Temozolomide (TMZ) is an alkylating chemotherapeutic agent [
28] and established as adjuvant standard-of care treatment for GBM patients [
9]. With the emergence of novel immune-checkpoint inhibitors for cancer therapy, an ongoing discussion addresses the role of TMZ as first-line treatment for GBM patients [
10]. Especially MGMT non-methylated patients may not benefit from TMZ therapy, but will mainly experience adverse side effects such as myelo- and immunosuppression [
29]. At the worst, these effects may even disrupt active antiglioma immune response and lead to poor results of immune checkpoint inhibitors like the PD-1/PD-L1 checkpoint inhibitor Nivolumab. In a previous study, we showed that an extended therapy with TMZ (above 6 adjuvant cycles) significantly lowers the PD-L1 expression in recurrent tumors independently from the MGMT promoter methylation [
16]. We hypothesized that TMZ, in addition to its chemotherapeutic effects, might also induce changes in intracellular signaling cascades or other pathway activations, which leads to decreased PD-L1 signaling. Following this hypothesis, we aimed to investigate TMZ effects on
PD-L1 expression and its associated regulatory pathways in a glioma cell model. First, we used a publicly available database and analyzed differences between de-novo and recurrent GBM specimens. The analysis revealed a relatively constant expression of the typical subtype expression of proneural, mesenchymal and classical expression signatures Fig.
1b, bottom, which is in line with other reports [
30]. The only outstandingly down-regulated pathways were inflammatory response and JAK/STAT activation, which has not been reported to far. In a next step, we aimed to confirm our findings in cell culture models from one commercial (LN229) and two primary, patient-derived cell lines. To respect any possible effects of GBM subgroup properties, both primary cell lines were classified beforehand by RNA-sequencing analysis [
22]. We noticed, that a baseline
PD-L1 expression was only observable in the mesenchymal cell line. This is in line with previous reports that show a significant association between the mesenchymal subgroup and
PD-L1 expression [
27]. The baseline
PD-L1 expression of the cell lines was most likely low due to the lack of inflammatory signaling within the cell culture model. Therefore, we used IFNγ stimulation to simulate a pro-inflammatory environment. In literature, this mechanism of IFNγ stimulation has previously been described to lead to an increased expression of
PD-L1 by activation of the JAK/STAT pathway [
31,
32]. Among other pathways like the MAPK/ERK [
33] and PI3K/AKT [
17] pathway, several studies have identified the JAK/STAT pathway as the main pathway for
PD-L1 regulation [
18,
31,
34]. TMZ was administered to the cells to mimic standard of care treatment and observe effects on the
PD-L1 expression and regulation. We showed that TMZ significantly reduces the
PD-L1 expression compared to the IFNγ stimulation. In line with previous reports that suggest an immune-modulating effect of TMZ [
29], we hypothesized that TMZ interacts with PD-L1 upstream targets such as the JAK/STAT pathway.

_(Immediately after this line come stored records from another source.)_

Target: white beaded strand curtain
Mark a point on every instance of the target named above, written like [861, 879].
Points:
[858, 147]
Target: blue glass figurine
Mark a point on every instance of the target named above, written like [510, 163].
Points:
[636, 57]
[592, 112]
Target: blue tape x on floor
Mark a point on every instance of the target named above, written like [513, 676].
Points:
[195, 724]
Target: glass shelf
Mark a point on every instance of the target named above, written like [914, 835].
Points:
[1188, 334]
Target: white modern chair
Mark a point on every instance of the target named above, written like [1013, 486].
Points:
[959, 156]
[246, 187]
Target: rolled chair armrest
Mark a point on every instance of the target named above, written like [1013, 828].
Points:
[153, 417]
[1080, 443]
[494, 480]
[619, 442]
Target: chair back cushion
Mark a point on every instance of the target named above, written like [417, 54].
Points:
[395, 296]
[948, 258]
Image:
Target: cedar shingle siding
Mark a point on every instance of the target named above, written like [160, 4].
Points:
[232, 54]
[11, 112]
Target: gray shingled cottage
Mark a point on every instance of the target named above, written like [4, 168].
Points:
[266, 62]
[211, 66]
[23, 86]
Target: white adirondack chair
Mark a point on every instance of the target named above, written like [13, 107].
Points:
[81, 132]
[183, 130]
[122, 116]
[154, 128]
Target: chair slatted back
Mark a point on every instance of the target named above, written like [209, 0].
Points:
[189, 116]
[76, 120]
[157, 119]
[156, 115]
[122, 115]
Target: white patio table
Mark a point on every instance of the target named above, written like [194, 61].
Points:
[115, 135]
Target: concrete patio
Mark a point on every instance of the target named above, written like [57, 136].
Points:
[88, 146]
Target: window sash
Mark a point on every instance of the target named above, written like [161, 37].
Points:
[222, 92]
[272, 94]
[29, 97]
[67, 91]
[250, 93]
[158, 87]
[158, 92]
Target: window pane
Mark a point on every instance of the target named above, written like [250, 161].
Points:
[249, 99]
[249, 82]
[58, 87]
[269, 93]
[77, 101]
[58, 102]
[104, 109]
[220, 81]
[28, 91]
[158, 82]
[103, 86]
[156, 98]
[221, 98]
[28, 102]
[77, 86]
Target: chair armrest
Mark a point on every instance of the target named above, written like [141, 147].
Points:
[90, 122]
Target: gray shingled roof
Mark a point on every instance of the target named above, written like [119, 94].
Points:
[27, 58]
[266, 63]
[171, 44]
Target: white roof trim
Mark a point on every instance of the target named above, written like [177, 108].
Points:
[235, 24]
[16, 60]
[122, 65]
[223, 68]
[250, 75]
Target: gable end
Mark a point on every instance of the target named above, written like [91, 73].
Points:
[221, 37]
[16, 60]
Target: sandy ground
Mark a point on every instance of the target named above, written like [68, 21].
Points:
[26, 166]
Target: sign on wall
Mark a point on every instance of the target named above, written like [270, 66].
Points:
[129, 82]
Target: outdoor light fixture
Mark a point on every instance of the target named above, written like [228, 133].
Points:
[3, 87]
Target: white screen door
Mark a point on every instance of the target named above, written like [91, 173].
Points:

We confirmed a reduction of the JAK/STAT pathway by combined TMZ and IFNγ. Different results were observed in the LN229 cell line, TMZ treatment did not induce a significant decrease of
PD-L1 levels, which could be explained by the character of the LN229 cell line. In line with many previous reports, commercial cell lines such as LN229 or U87 drift away from the “real” conditions in GBM tumors passage after passage and lose the properties of a naïve, patient-derived cell line [
35]. Respectively, this may be a possible explanation for false positive or false negative results. As most studies on
PD-L1 are performed using commercial cell lines, this decrease of
PD-L1 expression after TMZ exposure has not been described before. Our findings may highlight the need for a more “personalized” approach to
PD-L1 analysis and the consecutive treatment choices. In a second step, we tried to verify the cell culture results by examining patient-derived brain tumor tissues of de-novo and recurrent samples. Even though all samples showed individual levels of
PD-L1 in the de-novo state, the expression was downregulated in all recurrent samples compared to the de-novo state. All patients had received standard-of-care treatment with TMZ after the first surgery. The extended qRT-PCR panel revealed a significant downregulation of the IFNγ- associated JAK/STAT pathway.